Page MenuHomePhabricator

[InstCombine] Teach canEvaluateTruncated and EvaluateInDifferentType to handle expression tree with multi-used nodes.
AbandonedPublic

Authored by aaboud on Aug 27 2017, 8:30 AM.

Details

Summary

Added support for patterns like this: http://rise4fun.com/Alive/85d
Where truncate expression contains nodes with multi usages, however all these usages are dominated by the same truncate instruction.

Solution: Instead of returning false when hitting such a node with more than one usage, simply record all the usages that were not visited yet, so they can be checked later against all visited nodes.

Diff Detail

Event Timeline

aaboud updated this revision to Diff 112830.Aug 27 2017, 8:30 AM
aaboud created this revision.

fixed some typos.

craig.topper added inline comments.Aug 27 2017, 9:18 AM
lib/Transforms/InstCombine/InstCombineCasts.cpp
706

I think a better way to name this is like this

canEvaluateTruncated->canEvaluateTruncatedImpl
canEvaluateTruncatedWrapper->canEvaluateTruncated

I think the Impl name will be more obvious that it shouldn't be called directly.

test/Transforms/InstCombine/cast.ll
1370

tranc->trunc

aaboud marked 2 inline comments as done.Aug 29 2017, 3:40 AM

Thanks Craig for the comments.
Will upload an updated patch soon.

lib/Transforms/InstCombine/InstCombineCasts.cpp
706

I thought to do that, but then tried to reduce the number of changed lines :)
I will update the patch accordingly.

aaboud updated this revision to Diff 113054.Aug 29 2017, 3:40 AM
aaboud marked an inline comment as done.

Fixed typo and naming according to Craig comments.

spatel edited edge metadata.

I didn't look closely at the implementation, but extending instcombine with visitation/evaluation maps may cross the boundary of what instcombine should handle.

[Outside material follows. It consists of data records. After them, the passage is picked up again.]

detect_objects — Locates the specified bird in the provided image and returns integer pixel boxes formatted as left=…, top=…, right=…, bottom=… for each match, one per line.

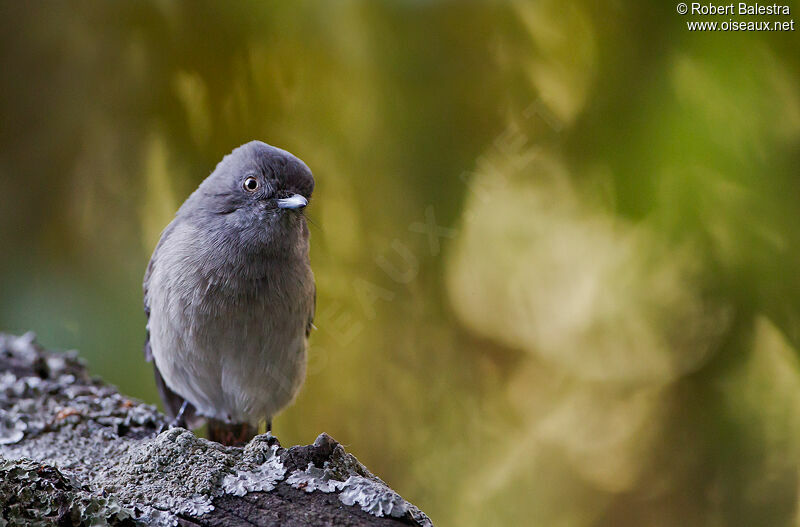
left=143, top=140, right=315, bottom=446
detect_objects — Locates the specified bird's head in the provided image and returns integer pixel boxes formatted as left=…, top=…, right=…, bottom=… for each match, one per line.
left=182, top=141, right=315, bottom=254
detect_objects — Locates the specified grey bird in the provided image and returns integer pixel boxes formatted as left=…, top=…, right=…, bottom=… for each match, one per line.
left=143, top=141, right=315, bottom=446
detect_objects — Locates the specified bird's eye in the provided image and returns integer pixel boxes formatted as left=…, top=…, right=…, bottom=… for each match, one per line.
left=243, top=177, right=260, bottom=192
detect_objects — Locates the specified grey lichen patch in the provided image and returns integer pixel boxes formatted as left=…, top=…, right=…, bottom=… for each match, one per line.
left=0, top=407, right=26, bottom=445
left=0, top=332, right=164, bottom=447
left=94, top=428, right=228, bottom=518
left=0, top=332, right=165, bottom=488
left=222, top=435, right=286, bottom=495
left=93, top=428, right=287, bottom=521
left=287, top=462, right=347, bottom=493
left=338, top=475, right=410, bottom=518
left=0, top=458, right=134, bottom=526
left=286, top=434, right=434, bottom=527
left=288, top=467, right=417, bottom=521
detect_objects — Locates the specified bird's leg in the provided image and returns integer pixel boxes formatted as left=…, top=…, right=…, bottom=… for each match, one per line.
left=266, top=419, right=272, bottom=433
left=172, top=400, right=189, bottom=428
left=159, top=400, right=190, bottom=433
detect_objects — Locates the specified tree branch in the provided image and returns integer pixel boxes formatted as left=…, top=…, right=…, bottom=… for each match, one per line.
left=0, top=333, right=433, bottom=527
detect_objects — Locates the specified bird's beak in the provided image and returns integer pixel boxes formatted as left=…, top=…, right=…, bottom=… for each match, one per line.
left=276, top=194, right=308, bottom=210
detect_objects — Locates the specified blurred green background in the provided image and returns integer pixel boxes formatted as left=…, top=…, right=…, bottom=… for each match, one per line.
left=1, top=1, right=800, bottom=525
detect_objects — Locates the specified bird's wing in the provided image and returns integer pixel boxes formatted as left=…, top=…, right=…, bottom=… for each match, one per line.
left=143, top=257, right=156, bottom=362
left=143, top=221, right=178, bottom=360
left=143, top=222, right=189, bottom=419
left=306, top=282, right=316, bottom=338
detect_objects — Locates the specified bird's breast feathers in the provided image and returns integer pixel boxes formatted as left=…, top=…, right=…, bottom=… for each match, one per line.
left=147, top=223, right=313, bottom=423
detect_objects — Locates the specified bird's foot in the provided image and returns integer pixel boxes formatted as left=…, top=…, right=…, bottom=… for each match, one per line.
left=207, top=419, right=259, bottom=447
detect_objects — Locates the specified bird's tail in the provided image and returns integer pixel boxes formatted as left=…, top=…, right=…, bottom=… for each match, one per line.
left=207, top=419, right=259, bottom=447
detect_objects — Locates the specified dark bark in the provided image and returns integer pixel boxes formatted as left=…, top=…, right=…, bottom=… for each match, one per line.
left=0, top=333, right=433, bottom=527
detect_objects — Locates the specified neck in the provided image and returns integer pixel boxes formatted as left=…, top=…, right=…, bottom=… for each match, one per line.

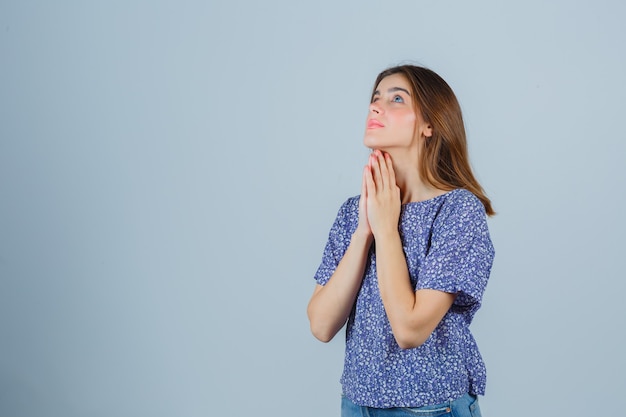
left=386, top=150, right=447, bottom=204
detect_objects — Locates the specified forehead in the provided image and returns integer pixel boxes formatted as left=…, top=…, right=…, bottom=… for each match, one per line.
left=375, top=73, right=411, bottom=93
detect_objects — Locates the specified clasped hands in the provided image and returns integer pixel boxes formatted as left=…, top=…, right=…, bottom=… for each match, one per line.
left=357, top=150, right=401, bottom=239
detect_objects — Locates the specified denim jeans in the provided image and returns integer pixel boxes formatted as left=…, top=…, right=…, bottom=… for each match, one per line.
left=341, top=393, right=482, bottom=417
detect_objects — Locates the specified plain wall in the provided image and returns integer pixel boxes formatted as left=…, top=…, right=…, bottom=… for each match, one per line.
left=1, top=1, right=625, bottom=416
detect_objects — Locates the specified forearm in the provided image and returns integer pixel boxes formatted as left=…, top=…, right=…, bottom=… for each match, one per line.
left=375, top=230, right=457, bottom=348
left=307, top=230, right=373, bottom=342
left=374, top=231, right=419, bottom=343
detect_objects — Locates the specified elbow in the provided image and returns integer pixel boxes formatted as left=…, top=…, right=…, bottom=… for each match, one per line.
left=307, top=300, right=341, bottom=343
left=309, top=320, right=338, bottom=343
left=393, top=328, right=429, bottom=350
left=307, top=310, right=337, bottom=343
left=395, top=336, right=424, bottom=350
left=311, top=328, right=334, bottom=343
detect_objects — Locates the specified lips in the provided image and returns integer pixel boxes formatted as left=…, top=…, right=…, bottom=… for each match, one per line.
left=367, top=119, right=384, bottom=129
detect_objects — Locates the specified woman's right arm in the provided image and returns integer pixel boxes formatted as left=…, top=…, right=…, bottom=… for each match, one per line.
left=307, top=229, right=372, bottom=342
left=307, top=167, right=373, bottom=342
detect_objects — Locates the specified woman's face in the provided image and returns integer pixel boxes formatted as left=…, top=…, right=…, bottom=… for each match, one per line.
left=363, top=73, right=431, bottom=151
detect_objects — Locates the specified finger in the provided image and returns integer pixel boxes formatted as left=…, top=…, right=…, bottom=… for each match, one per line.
left=365, top=163, right=376, bottom=194
left=378, top=151, right=390, bottom=190
left=361, top=165, right=368, bottom=199
left=385, top=153, right=396, bottom=187
left=359, top=166, right=368, bottom=222
left=369, top=152, right=382, bottom=189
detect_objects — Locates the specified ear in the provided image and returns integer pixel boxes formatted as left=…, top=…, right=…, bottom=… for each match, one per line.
left=423, top=124, right=433, bottom=139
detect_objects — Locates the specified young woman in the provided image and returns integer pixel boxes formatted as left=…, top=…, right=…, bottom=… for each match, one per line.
left=307, top=65, right=495, bottom=417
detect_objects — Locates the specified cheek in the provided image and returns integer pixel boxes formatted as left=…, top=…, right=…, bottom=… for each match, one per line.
left=393, top=112, right=416, bottom=133
left=402, top=112, right=416, bottom=126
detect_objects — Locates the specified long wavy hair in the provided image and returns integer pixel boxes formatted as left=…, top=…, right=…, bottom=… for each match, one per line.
left=372, top=65, right=495, bottom=216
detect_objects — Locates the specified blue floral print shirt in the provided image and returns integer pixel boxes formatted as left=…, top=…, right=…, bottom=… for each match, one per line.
left=314, top=189, right=495, bottom=408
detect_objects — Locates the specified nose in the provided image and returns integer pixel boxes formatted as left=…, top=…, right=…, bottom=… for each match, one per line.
left=369, top=101, right=382, bottom=114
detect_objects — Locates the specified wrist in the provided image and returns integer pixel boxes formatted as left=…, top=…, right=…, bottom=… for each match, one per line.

Adding some more potential reviewers.

I didn't look closely at the implementation, but extending instcombine with visitation/evaluation maps may cross the boundary of what instcombine should handle. Adding some more potential reviewers.

We could implement this by passing a clean set of visitedInsts/ToVisitInsts per call to these functions, instead of having a member instance in InstCombine.
I do not see why it is much different that passing the demandedBits map and update it recursively!

The only thing that we need to be aware of regarding these two functions I modified, is that they have no "depth" guard, like many others!

I do not see why it is much different that passing the demandedBits map and update it recursively!

That may be true, but there's also an argument that doing demandedBits analysis within instcombine already went over the line. :)
There have been a few recent llvm-dev threads about the responsibilities and limits of various passes. Here's one:
http://lists.llvm.org/pipermail/llvm-dev/2017-May/113212.html

I don't have enough experience with this, so I'll defer to others for their guidance. Just thought it was worth mentioning.

dberlin resigned from this revision.Aug 29 2017, 8:16 AM
aaboud added a comment.Sep 5 2017, 1:32 AM

So, how do you wish to proceed from here?
Do you think that such optimization should be moved to separate new pass? Though it will be doing very similar thing as InstCombine, just will catch more cases that it does today?

Please, share with me your opinion on this optimization.

Thanks,
Amjad

lsaba added a subscriber: lsaba.Sep 5 2017, 1:54 AM
spatel added a comment.Sep 5 2017, 8:00 AM

So, how do you wish to proceed from here?
Do you think that such optimization should be moved to separate new pass? Though it will be doing very similar thing as InstCombine, just will catch more cases that it does today?

Please, share with me your opinion on this optimization.

Not sure if the question is for me, but since I raised the doubt...yes, a separate pass that just does evaluation in a narrower type (a subset of demanded bits analysis?) seems like a reasonable thing to implement. Another option is to extend BDCE since that's also using demanded bits. Either way, that would let us lift this task out of instcombine where it is likely costing more than is necessary because instcombine runs so many times. Note that I raised a similar vector possibility for myself in https://reviews.llvm.org/D37236 (vector demanded elements).

That patch does suggest another option. As you've noted, we already do demanded bits analysis (and it even has some allowance for multiple uses) in instcombine, so why doesn't that work? The big fix is to extract that whole thing out of instcombine as its own pass so we can better control it, but (yet another) quick fix is to adjust demanded bits to catch these cases?

As I said, I don't have enough experience to say what's best. Post to llvm-dev to get more opinions?

aaboud abandoned this revision.Sep 27 2017, 6:23 AM

New approach was uploaded to D38313.